Approximation of the weighted maximin dispersion problem over Lp-ball: SDP relaxation is misleading

TL;DR

This paper analyzes the weighted maximin dispersion problem over Lp-balls, revealing that SDP relaxation can be misleading and proposing a simpler, more effective approach with better practical performance.

Contribution

The paper demonstrates the limitations of SDP relaxation for this problem and introduces a straightforward alternative that improves both theoretical bounds and practical results.

Findings

SDP relaxation provides a limited approximation bound.

Replacing SDP solution with a scalar matrix enhances performance.

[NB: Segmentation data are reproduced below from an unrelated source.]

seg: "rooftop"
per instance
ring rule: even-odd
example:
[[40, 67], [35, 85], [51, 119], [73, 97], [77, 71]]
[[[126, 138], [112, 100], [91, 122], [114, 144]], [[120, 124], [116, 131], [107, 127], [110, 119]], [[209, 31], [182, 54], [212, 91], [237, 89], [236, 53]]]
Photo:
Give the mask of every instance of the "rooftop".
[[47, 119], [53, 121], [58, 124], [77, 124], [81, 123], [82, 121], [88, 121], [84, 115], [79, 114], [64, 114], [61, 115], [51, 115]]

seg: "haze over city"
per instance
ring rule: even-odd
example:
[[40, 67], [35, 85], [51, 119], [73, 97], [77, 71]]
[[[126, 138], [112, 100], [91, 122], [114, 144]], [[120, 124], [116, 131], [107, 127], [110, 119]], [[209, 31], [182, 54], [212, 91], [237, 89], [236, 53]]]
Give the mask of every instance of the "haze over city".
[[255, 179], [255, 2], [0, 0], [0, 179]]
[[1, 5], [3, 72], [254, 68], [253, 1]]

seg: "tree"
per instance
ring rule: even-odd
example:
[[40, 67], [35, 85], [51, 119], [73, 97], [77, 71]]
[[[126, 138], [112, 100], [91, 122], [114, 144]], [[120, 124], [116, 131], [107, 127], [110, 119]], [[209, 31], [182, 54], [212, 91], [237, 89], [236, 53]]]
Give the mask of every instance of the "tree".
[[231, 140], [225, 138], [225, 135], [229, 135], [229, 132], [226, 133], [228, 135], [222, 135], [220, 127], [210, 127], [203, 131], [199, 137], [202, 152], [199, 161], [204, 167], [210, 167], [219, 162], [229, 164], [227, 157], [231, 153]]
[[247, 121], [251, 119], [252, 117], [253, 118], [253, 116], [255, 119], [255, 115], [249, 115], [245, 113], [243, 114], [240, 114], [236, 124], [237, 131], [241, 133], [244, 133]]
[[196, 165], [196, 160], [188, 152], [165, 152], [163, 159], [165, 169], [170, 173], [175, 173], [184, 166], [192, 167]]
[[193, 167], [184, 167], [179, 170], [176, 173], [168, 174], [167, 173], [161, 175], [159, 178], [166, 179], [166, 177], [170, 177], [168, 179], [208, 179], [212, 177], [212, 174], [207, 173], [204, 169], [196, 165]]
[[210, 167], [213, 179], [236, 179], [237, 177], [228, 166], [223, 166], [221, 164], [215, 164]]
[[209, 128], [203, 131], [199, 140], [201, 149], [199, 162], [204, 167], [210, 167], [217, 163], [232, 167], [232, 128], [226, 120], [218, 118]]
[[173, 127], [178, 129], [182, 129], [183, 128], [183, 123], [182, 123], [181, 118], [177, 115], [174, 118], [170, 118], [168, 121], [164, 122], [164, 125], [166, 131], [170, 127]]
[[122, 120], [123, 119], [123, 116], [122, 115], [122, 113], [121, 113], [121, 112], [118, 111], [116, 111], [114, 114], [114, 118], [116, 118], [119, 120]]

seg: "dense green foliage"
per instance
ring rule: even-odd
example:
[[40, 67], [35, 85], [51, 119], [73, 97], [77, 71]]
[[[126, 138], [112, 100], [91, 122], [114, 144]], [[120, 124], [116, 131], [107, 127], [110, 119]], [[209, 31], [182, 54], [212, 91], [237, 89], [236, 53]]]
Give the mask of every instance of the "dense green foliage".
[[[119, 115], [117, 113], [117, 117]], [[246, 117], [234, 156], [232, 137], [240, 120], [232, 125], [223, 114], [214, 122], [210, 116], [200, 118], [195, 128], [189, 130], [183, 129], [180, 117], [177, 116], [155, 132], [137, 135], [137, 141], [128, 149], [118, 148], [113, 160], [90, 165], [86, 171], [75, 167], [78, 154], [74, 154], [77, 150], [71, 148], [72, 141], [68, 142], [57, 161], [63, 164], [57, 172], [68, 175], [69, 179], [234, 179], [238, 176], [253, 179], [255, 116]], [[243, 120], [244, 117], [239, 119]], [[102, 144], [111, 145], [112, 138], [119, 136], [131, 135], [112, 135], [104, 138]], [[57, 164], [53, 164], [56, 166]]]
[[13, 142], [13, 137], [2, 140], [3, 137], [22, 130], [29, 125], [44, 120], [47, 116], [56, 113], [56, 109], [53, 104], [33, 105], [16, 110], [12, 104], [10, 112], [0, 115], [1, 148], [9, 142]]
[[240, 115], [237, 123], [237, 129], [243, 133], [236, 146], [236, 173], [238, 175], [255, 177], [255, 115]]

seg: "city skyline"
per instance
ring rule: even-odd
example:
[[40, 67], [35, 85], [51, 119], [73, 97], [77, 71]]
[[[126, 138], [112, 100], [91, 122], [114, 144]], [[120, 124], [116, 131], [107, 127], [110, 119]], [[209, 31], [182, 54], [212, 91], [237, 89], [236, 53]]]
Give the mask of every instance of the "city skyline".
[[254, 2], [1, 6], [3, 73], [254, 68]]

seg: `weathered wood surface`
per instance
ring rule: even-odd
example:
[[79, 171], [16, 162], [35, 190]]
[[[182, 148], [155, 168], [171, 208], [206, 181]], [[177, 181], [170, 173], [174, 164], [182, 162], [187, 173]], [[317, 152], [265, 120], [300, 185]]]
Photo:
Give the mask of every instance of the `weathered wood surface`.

The new approach outperforms the SDP-based method in practice.

Abstract

Consider the problem of finding a point in a unit $n$-dimensional $\ell_p$-ball ($p\ge 2$) such that the minimum of the weighted Euclidean distance from given $m$ points is maximized. We show in this paper that the recent SDP-relaxation-based approximation algorithm [SIAM J. Optim. 23(4), 2264-2294, 2013] will not only provide the first theoretical approximation bound of $\frac{1-O\left(\sqrt{ \ln(m)/n}\right)}{2}$, but also perform much better in practice, if the SDP relaxation is removed and the optimal solution of the SDP relaxation is replaced by a simple scalar matrix.